His contemporary, the superbly talented Black singer Paul Robeson, decided that America was irretrievably corrupt and racist, and threw his lot in with the Soviet Union. He paid a terrible price for this – and I don’t mean from McCarthyism. While living there he became complicit in the murder of his friend Itzik Feffer, which tortured his conscience till the day he died. Robeson was a graduate of Columbia University.

While Joe Louis was in the army, a migrant worker who had never seen the inside of a schoolhouse in his life moved to California and took a steady job as a longshoreman to help the war effort. A few years after the war ended, he published a book that astonished the intellectual community and added a new expression to the Engish language, “The True Believer”.

Eric Hoffer saw America from very close to the bottom, from the perspective of men who work at backbreaking seasonal labor or out of a hiring hall on a weekly or daily basis – and did not find it wanting.

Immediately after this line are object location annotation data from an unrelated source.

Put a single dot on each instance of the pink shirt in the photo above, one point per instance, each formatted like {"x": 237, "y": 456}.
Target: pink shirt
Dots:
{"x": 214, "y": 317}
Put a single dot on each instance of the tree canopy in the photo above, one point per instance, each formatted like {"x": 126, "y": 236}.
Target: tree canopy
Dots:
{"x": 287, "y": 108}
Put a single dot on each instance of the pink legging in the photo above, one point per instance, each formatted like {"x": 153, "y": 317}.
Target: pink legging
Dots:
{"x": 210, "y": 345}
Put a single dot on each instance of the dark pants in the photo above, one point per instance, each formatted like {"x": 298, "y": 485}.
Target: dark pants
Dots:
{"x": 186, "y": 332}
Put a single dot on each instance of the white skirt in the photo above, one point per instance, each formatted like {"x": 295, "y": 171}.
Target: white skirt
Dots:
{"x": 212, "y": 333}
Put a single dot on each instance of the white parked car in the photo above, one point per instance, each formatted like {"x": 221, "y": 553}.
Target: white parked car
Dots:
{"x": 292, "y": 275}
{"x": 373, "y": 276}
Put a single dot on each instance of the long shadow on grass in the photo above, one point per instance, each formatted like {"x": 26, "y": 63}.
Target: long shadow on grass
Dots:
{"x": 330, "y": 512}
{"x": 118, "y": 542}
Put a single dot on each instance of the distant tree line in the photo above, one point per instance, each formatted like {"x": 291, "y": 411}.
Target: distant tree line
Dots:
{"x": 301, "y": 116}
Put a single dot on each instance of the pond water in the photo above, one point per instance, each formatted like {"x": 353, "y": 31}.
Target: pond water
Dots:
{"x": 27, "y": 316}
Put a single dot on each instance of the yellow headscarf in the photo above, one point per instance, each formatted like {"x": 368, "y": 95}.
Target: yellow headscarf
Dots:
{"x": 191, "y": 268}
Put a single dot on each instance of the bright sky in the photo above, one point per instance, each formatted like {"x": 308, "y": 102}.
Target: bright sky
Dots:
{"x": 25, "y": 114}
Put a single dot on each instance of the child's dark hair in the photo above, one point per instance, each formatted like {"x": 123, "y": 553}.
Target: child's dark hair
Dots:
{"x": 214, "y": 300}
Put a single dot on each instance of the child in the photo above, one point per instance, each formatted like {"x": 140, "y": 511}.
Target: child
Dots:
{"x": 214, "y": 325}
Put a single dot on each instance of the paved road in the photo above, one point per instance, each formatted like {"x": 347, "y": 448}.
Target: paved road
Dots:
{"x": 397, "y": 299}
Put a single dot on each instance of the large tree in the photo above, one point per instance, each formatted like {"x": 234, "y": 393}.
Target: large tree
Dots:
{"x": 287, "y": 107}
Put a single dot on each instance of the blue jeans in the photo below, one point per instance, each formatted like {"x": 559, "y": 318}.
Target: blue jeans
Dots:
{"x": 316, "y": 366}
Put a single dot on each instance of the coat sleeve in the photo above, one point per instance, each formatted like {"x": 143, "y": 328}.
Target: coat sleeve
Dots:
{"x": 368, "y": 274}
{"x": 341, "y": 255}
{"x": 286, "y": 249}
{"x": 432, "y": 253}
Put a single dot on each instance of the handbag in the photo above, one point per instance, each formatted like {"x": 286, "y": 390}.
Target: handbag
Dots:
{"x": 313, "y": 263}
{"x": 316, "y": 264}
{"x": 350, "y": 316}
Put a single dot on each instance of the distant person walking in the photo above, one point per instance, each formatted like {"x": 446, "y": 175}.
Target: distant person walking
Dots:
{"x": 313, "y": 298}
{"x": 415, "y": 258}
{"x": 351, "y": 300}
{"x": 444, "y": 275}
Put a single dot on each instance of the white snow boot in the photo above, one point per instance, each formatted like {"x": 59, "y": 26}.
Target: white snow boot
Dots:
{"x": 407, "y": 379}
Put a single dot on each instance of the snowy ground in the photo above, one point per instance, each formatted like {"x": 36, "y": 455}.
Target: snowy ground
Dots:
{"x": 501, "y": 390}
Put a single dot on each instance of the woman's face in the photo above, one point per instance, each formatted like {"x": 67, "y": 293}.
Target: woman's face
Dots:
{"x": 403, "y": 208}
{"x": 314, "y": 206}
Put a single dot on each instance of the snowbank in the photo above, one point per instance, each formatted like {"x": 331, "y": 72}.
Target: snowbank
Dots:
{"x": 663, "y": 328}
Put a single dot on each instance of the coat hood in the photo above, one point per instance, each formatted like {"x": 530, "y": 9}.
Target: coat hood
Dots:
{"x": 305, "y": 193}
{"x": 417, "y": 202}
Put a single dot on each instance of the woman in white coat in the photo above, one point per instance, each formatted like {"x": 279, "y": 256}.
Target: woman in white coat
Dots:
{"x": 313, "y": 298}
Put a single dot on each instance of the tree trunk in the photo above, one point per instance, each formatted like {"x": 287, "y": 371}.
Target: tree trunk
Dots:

“Free men are aware of the imperfections inherent in human affairs, and they are willing to fight and die for that which is not perfect. They know that basic human problems can have no final solutions, that our freedom, justice, equality, and so on are far from absolute, that the good life is compounded of half measures, compromises, lesser evils, and gropings toward the perfect. The refection of approximations and the insistence on absolutes are the manifestations of a nihilism that loathes freedom, tolerance and equity.”

Hoffer sometimes spoke of “the childish demand for perfection” and once asked, almost despairingly, “Is there ANY social order which would satisfy the disaffected artist and intellectual?”

I have sometimes been accused of “seeing things in black and white”. This is not true. I’m afraid that I see things in black and grey – and I do not except myself. There is no absolute good that I’ve ever seen, but there certainly exists what answers pretty closely for absolute evil.

What I find disturbing is that a lot of intellectual types in our country and Europe seem to be taking the position that since what we have is not perfect, it’s not worth defending against that which would destroy it and replace it with something immeasurably worse. Or even that it deserves to be destroyed, no matter what replaces it – that nihilism that Hoffer spoke of.

Now I have a confession. I used to hold views very much like these, back when I was a young intellectual.

What changed my mind? I don’t exactly know. Perhaps it had something to do with the experience of working a total of six years as a garbageman, and another half-dozen as a sewage treatment plant worker. That’s close enough to the bottom of society (prestige-wise at least), and it’s not so bad. Perhaps it was living in Eastern Europe for thirteen years and seeing how our last rival ideology made once-fourishing countries into something like Third-World slums.

And ultimately, having children drove home to me the importance of protecting and preserving (or conserving, as in “Conservative”) what this civilization of ours did right, and leaving something our kids can build on and improve. This presumes that we can educate and prepare them for that task, and that job seems to be in the hands of those “intellectuals”.

Is there anyone who wears that title who will speak for our country and our civilization? A Democrat Irish pol, who also happened to be an intellectual did once.

“Am I embarrassed to speak for a less than perfect democracy? Not one bit. Find me a better one. Do I suppose there are societies which are free of sin? No I don’t. Do I think that ours is, on balance, incomparably the most hopeful set of human relations the world has? Yes I do!”